Kate Middleton was not of aristocratic heritage, but her family was wealthy and educated, and her father, Michael Middleton, was from an aristocratically connected family. The Middleton family has entertained members of the British Royal Family in Leeds since his grandparents' time, and Michael's father flew with Prince Philip before Philip gave up his career for Queen Elizabeth.
Meghan Markle has none of the usual upper crust requirements for royal brides, and according to writer Kate Nicholl, Prince Harry is very aware of the obstacles Meghan faces.
In an interview with the New York Post, Nicholl said that Prince Harry is doing everything he can to make it easier for his girlfriend to become his wife.
"He knows how daunting this will be for Meghan and he's keen for her to be relaxed in the company of senior royals."Compared to Markle's path towards acceptance into the royal family, Lady Diana Spencer and Kate Middleton had a smooth road. The flip side of that is the way Diana was treated by the palace and the media.
The teenage Lady Diana charmed everyone and played her role beautifully throughout the brief courtship, the formal engagement, the fairy-tale wedding and the first years of marriage. But she was given almost no guidance or support along the way. She even had to prove her virginity before she was allowed to marry Prince Charles.
Diana, who would later say that her wedding day was the "worst day of my life," was left to sink or swim as she tried to figure out on her own how to be the girlfriend of a prince. At the time, Diana's ordeal was seen as a Buckingham Palace test to see just how suited the golden-haired goddess was to life as the Princess of Wales.
Kate Middleton definitely fared much better. Queen Elizabeth and Buckingham Palace changed their expectations and attitudes after Diana's tragic death at the hands of paparazzi. The media storm that had been her life killed the people's princess, and "The Firm" came perilously close to losing the confidence and love of their British subjects.
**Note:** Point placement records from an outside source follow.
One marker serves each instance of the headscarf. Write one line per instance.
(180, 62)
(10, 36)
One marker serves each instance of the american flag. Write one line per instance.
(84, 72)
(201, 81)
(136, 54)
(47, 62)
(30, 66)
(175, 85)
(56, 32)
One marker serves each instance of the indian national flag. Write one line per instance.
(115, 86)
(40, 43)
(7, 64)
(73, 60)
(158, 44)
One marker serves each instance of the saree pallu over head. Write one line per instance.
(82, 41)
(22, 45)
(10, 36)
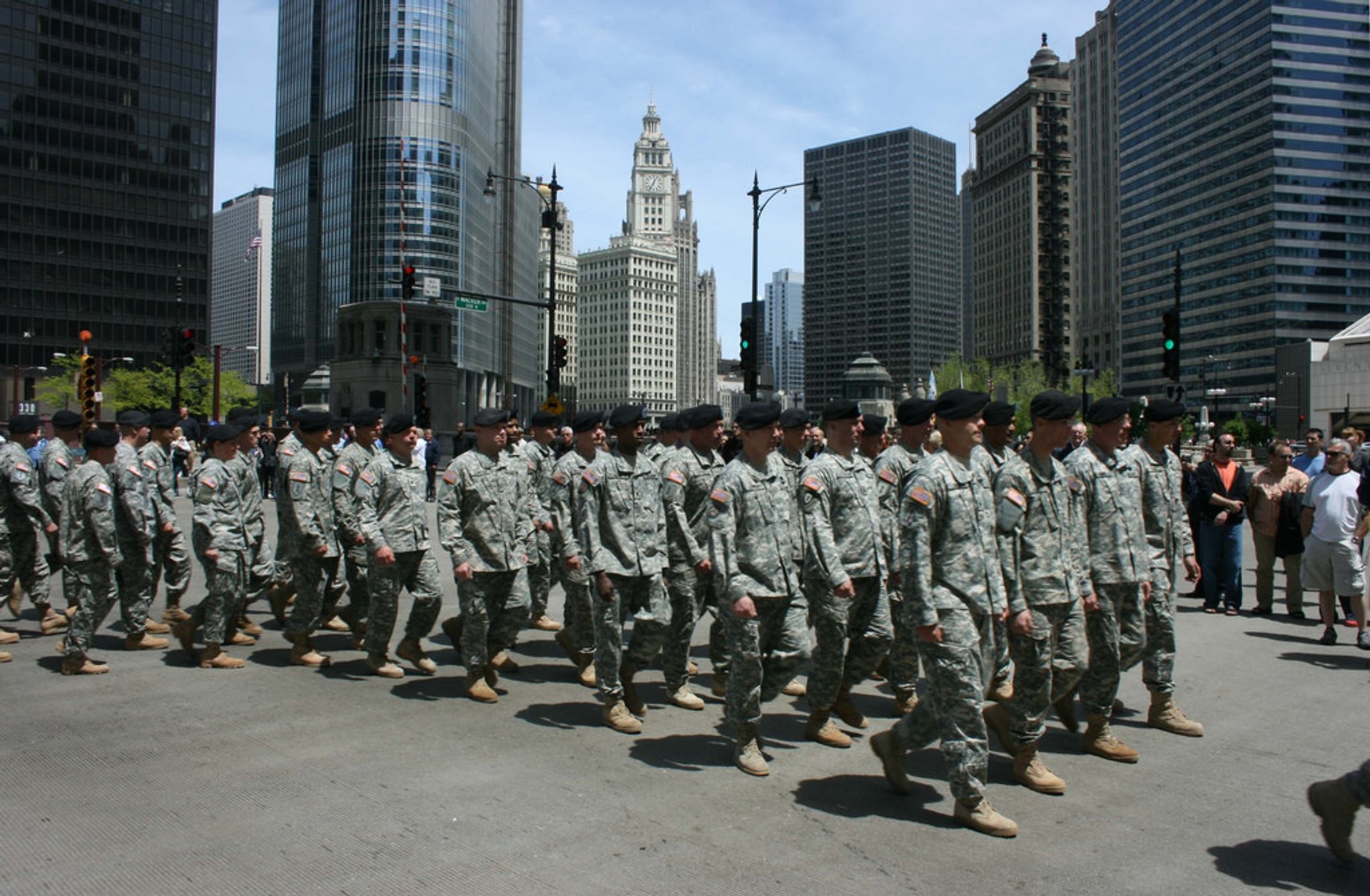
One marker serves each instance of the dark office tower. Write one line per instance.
(1244, 129)
(106, 175)
(881, 259)
(390, 114)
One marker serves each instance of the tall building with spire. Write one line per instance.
(647, 312)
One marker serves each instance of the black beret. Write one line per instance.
(366, 417)
(313, 421)
(959, 404)
(1054, 406)
(841, 410)
(756, 415)
(1107, 410)
(228, 432)
(101, 439)
(399, 424)
(914, 412)
(999, 413)
(587, 421)
(171, 419)
(492, 417)
(1160, 410)
(21, 424)
(626, 415)
(66, 419)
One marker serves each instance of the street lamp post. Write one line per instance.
(753, 370)
(551, 221)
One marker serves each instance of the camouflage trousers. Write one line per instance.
(1117, 636)
(765, 653)
(96, 592)
(689, 594)
(311, 576)
(21, 559)
(851, 637)
(1048, 662)
(171, 561)
(135, 580)
(418, 571)
(958, 673)
(495, 606)
(643, 598)
(226, 583)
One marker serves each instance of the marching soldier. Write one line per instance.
(1118, 566)
(762, 609)
(392, 514)
(624, 546)
(484, 519)
(91, 549)
(688, 476)
(220, 537)
(577, 638)
(953, 589)
(1170, 541)
(846, 573)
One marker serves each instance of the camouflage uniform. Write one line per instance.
(893, 474)
(484, 518)
(22, 516)
(392, 511)
(169, 554)
(1170, 540)
(305, 516)
(753, 555)
(1043, 568)
(220, 524)
(1120, 562)
(624, 536)
(951, 576)
(136, 524)
(843, 541)
(686, 480)
(91, 550)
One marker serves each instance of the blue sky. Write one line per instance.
(740, 86)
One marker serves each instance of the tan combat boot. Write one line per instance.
(848, 713)
(821, 730)
(616, 717)
(1030, 772)
(1336, 806)
(1167, 717)
(215, 658)
(384, 668)
(747, 754)
(411, 651)
(886, 745)
(1102, 741)
(983, 817)
(479, 688)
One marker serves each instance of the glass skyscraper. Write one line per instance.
(388, 117)
(1244, 144)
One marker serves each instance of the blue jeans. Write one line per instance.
(1219, 555)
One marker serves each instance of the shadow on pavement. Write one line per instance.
(684, 753)
(1283, 865)
(865, 796)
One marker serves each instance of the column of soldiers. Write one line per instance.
(962, 559)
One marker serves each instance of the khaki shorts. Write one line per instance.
(1336, 568)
When Kate and Prince William met while they were both students at St Andrew's University, the media gave them more space than Lady Diana ever enjoyed. There was also no need for Prince William to immediately marry and produce an heir.
William and Kate were both only nineteen when they met, the same age that Lady Diana was when she became engaged to Prince William's father. But Prince Charles was already in his thirties, and he was the direct heir to the throne. The pressure was on, and Princess Diana paid the price.
Kate and William dated for seven years before finally announcing their engagement in November 2010, and they tied the knot at Westminster Cathedral on April 29, 2011.
Kate Middleton had plenty of opportunity to learn the ropes along the way, and although the public couldn't get enough of the self-contained, clever brunette, she rarely had to endure the ambushes that marked Princess Diana's life.
Prince William's wife did have to accustom herself to the manners and protocol that would have been more familiar to Diana, since her family was close to the royals. Kate Middleton has to call her husband's granny"Ma'am," even now that she's a duchess and mother to a future king.
Kate also learned the hard way that one does not forget the majesty of the throne, even when one is the most celebrated bride in the world. Critics were aghast when the newly married Duchess of Cambridge appeared to miss out on a full bow of the head to Queen Elizabeth before walking down the aisle on the arm of her husband.
Meghan Markle will have to put all her acting skills to work to learn her new role, including "how to curtsy, hob-knob with foreign dignitaries, or emerge from a car without flashing her underwear" along with remembering to address the 91-year-old queen as ma'am.
It turns out that there's a school to teach all of those royal tricks to willing princesses, but Meghan won't be going there. According to the Telegraph, The English Manner offers lessons in English etiquette to anyone who can afford their fees, and the school is becoming "increasingly popular" among the Chinese elite. As preparation for marrying Prince Harry, Meghan Markle could learn a lot at this "charm" school.
The founder and director, Alexandra Messervy, was a member of the Queen's Buckingham Palace household. Messervy promises her pupils they will learn all the ways of royalty, from "the perfect handshake" and "afternoon tea etiquette" to "how to sit like the Duke and Duchess of Cambridge."